In September will be a year that we had to put down our beautifully excitable Reveille. She was a rescue we had adopted from another family who couldn't care for her. We only got 3 years with her but she had fully attached herself to me. She needed to lay on me every where I went. I loved feeling the warmth of her. Reflecting back I wonder if she was brought into our lives to help us get through the sudden passing of my niece who died in a car accident in August of 2018. She definitely gave me a lot of comfort that next year while I dealt with my grief. The thought of her still makes me cry because I miss her. However, my kids pestered us into going to a shelter in October and we brought home other dogs that have now claimed another piece of my heart. I am so very sorry for your loss. I wish I could say it would get better but its hard to get beyond the unconditional love of our furry kids. I literally have tears running down my face as I type this because I understand your loss.
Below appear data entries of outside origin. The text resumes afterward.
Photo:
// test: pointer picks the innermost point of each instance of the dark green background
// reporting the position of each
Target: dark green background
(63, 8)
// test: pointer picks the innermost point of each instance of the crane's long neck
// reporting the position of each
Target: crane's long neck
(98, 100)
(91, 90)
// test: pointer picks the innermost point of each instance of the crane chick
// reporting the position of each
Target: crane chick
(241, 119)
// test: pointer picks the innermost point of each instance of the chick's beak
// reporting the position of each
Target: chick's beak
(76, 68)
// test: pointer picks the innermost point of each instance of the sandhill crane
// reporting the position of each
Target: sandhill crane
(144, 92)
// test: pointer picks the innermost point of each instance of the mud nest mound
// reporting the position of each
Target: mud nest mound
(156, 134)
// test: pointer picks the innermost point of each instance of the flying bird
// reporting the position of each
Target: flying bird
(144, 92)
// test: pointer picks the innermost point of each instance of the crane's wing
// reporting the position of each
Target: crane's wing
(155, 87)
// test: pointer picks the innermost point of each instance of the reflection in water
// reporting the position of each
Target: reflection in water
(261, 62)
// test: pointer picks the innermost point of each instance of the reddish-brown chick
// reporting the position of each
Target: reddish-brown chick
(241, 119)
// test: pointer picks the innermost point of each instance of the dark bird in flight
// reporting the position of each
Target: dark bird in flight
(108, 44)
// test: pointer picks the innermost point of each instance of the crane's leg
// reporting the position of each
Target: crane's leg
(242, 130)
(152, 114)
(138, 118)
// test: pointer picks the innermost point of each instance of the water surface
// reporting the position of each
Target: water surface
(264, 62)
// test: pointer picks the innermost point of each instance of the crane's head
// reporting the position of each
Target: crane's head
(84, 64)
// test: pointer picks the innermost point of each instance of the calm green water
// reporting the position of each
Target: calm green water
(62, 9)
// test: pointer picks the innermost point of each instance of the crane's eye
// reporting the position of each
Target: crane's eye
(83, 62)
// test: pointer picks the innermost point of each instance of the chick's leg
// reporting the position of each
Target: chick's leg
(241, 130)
My thoughts are with you and your family.

A said...

My prayers, hugs, and love are with you all. I pray you all may feel a peace, which can only come from Him. No timetable for your healing as according to His perfect plan for each you.

Daniela said...

I know what you're suffering, alas!
You're in my prayers
Xx Daniela at ~ My little old world ~

MaidenLady said...

Dear Sandra, I know this pain all too well, we just lost our baby girl Buffy just 10 weeks ago. It's still as fresh as the day she crossed the Rainbow Bridge. My prayers for peace for you and your family are being said and I know GOD will comfort you in the coming day's and months. Bless you.

Mrs. Laura Lane said...

Oh, I am so very sorry for your pain and loss. He sounds like a wonderful companion. May God comfort you.
Laura of Harvest Lane Cottage

Great-Granny Grandma said...

I'm so sorry, Sandra. My heart hurts for you.